In Carter's journals, Ned learns the story of how a search for treasure in the Arizona Territory led Carter to a mysterious cave, and an amulet that transported him to a planet the locals call Barsoom, or what we know as Mars. There he found a planet in the midst of centuries-long war - though the end may be near, as the shadowy Matai Shang (Mark Strong) has given a powerful weapon to his puppet, the warlord Sab Than (Dominic West).
There's more to the Martian political machinations, but it's hard to care about any of it. John Carter often feels desperately over-plotted, from Carter's unspoken history of tragedy and heartbreak, to the confounding manipulations of Matai Shang and his fellow Therns, to the connection between the chief of the green Thark race (voiced by Willem Dafoe) and a perpetually punished young female (Samantha Morton).
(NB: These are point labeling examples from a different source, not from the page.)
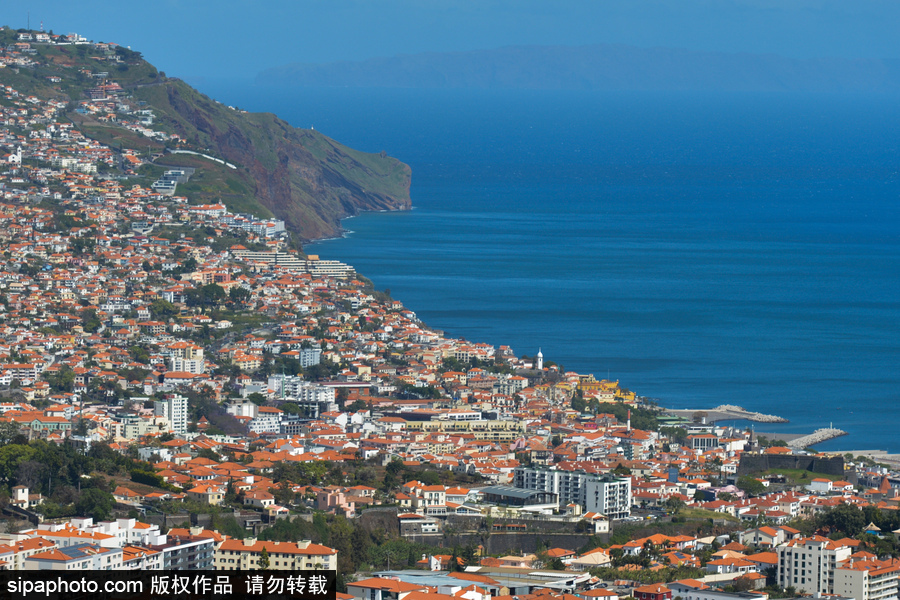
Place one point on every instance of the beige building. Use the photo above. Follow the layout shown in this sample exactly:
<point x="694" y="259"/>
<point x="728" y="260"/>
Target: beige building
<point x="809" y="564"/>
<point x="237" y="555"/>
<point x="867" y="579"/>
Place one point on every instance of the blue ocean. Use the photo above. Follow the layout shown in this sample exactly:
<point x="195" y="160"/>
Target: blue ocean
<point x="700" y="248"/>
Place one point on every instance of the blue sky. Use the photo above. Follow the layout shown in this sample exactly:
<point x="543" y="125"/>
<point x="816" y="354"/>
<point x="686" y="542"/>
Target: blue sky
<point x="229" y="38"/>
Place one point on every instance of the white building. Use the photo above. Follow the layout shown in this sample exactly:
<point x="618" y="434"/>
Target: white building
<point x="81" y="557"/>
<point x="809" y="564"/>
<point x="605" y="494"/>
<point x="867" y="579"/>
<point x="175" y="410"/>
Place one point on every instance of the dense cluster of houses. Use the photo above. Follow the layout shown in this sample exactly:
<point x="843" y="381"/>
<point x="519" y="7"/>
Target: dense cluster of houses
<point x="113" y="304"/>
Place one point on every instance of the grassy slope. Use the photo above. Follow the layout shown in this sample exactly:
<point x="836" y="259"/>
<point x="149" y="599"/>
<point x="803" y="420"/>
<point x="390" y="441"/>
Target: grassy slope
<point x="299" y="175"/>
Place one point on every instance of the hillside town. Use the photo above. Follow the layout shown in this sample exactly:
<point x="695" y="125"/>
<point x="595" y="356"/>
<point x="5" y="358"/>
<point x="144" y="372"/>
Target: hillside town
<point x="184" y="388"/>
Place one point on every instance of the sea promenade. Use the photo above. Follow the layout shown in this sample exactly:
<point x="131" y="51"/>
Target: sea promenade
<point x="726" y="412"/>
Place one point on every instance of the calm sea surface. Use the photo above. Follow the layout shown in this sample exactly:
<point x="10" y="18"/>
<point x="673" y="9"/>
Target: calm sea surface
<point x="700" y="248"/>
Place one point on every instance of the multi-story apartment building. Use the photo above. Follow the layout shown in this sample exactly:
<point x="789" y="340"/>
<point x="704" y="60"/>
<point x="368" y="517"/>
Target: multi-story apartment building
<point x="175" y="410"/>
<point x="605" y="494"/>
<point x="867" y="579"/>
<point x="809" y="564"/>
<point x="237" y="555"/>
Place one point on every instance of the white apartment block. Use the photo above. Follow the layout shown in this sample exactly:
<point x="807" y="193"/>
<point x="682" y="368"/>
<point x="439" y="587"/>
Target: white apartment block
<point x="809" y="564"/>
<point x="605" y="494"/>
<point x="867" y="579"/>
<point x="175" y="410"/>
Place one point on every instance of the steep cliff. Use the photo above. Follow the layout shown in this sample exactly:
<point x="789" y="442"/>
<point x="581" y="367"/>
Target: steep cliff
<point x="298" y="175"/>
<point x="301" y="176"/>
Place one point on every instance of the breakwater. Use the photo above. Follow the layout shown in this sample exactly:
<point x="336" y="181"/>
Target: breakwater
<point x="728" y="412"/>
<point x="754" y="463"/>
<point x="737" y="412"/>
<point x="816" y="437"/>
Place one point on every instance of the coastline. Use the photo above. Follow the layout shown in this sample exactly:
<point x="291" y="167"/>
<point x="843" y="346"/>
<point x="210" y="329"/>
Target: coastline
<point x="726" y="412"/>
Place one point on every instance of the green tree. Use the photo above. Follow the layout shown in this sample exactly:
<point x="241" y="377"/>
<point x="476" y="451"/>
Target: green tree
<point x="90" y="322"/>
<point x="96" y="503"/>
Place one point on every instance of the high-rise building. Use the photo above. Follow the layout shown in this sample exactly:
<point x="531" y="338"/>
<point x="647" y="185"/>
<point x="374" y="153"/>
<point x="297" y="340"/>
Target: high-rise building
<point x="174" y="408"/>
<point x="606" y="494"/>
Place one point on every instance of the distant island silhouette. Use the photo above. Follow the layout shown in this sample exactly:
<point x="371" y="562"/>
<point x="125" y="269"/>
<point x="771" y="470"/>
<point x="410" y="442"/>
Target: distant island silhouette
<point x="597" y="67"/>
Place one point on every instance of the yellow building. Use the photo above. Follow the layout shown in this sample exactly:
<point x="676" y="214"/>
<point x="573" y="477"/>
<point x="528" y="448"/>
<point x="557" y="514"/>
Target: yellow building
<point x="237" y="555"/>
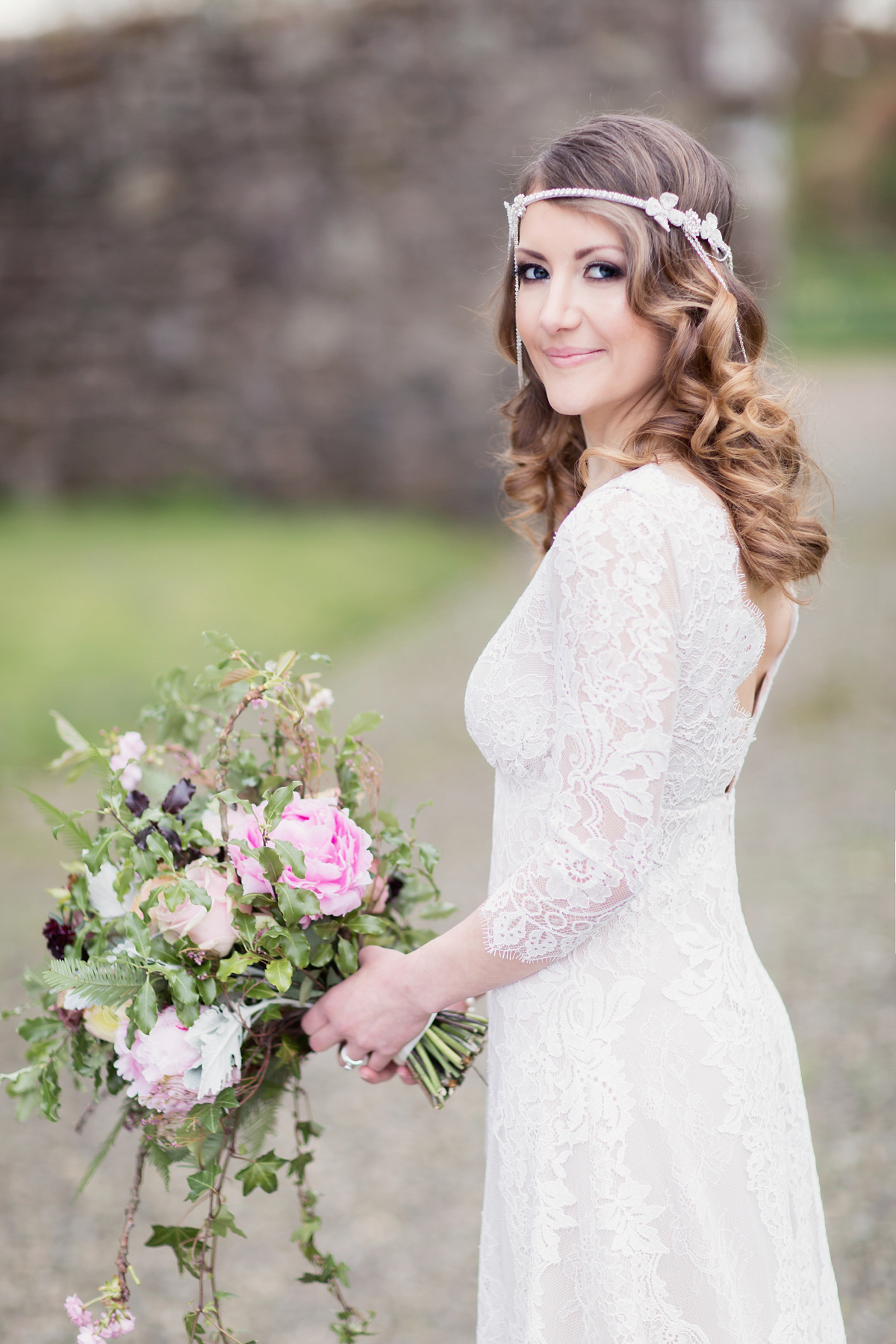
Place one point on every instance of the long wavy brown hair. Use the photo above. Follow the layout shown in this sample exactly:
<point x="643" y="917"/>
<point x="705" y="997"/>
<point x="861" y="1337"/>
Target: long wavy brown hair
<point x="719" y="417"/>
It's a lot for young leads Kitsch and Lynn Collins (as beautiful princess Dejah) to carry, as fetching as they may look in various revealing costumes.
Yet every time John Carter starts to buckle under the strain of limited actors or distracting exposition, it finds somewhere fun to go. A terrific early sequence sees Carter captured by a group of U.S. soldiers, and a simple monologue by their leader (Bryan Cranston) is repeatedly interrupted by Carter's escape attempts. Once on Mars, Carter finds himself pinwheeling madly through his attempts at walking as he tries to adjust to the effect of lower gravity. Carter finds an improbable - and extremely loyal - ally in the lightning-fast, six-legged, endearingly dog-like Woola. And a climactic arena battle between Carter and a gigantic "white ape" reaches a wonderfully over-the-top conclusion.
That arena battle bears more than a faint resemblance to the one in Star Wars: Episode II - Attack of the Clones, and other bits and pieces throughout the adventure feel similarly familiar. It's easy to imagine some viewers offering a "been there, seen that" shrug, or finding Kitsch too lightweight a hero.
The trick, then, is the energy and charm a filmmaker brings to a story. While the conclusion sets up the prospect of sequels, I'm not sure I need to see another John Carter movie - but I had a surprisingly good time with this one.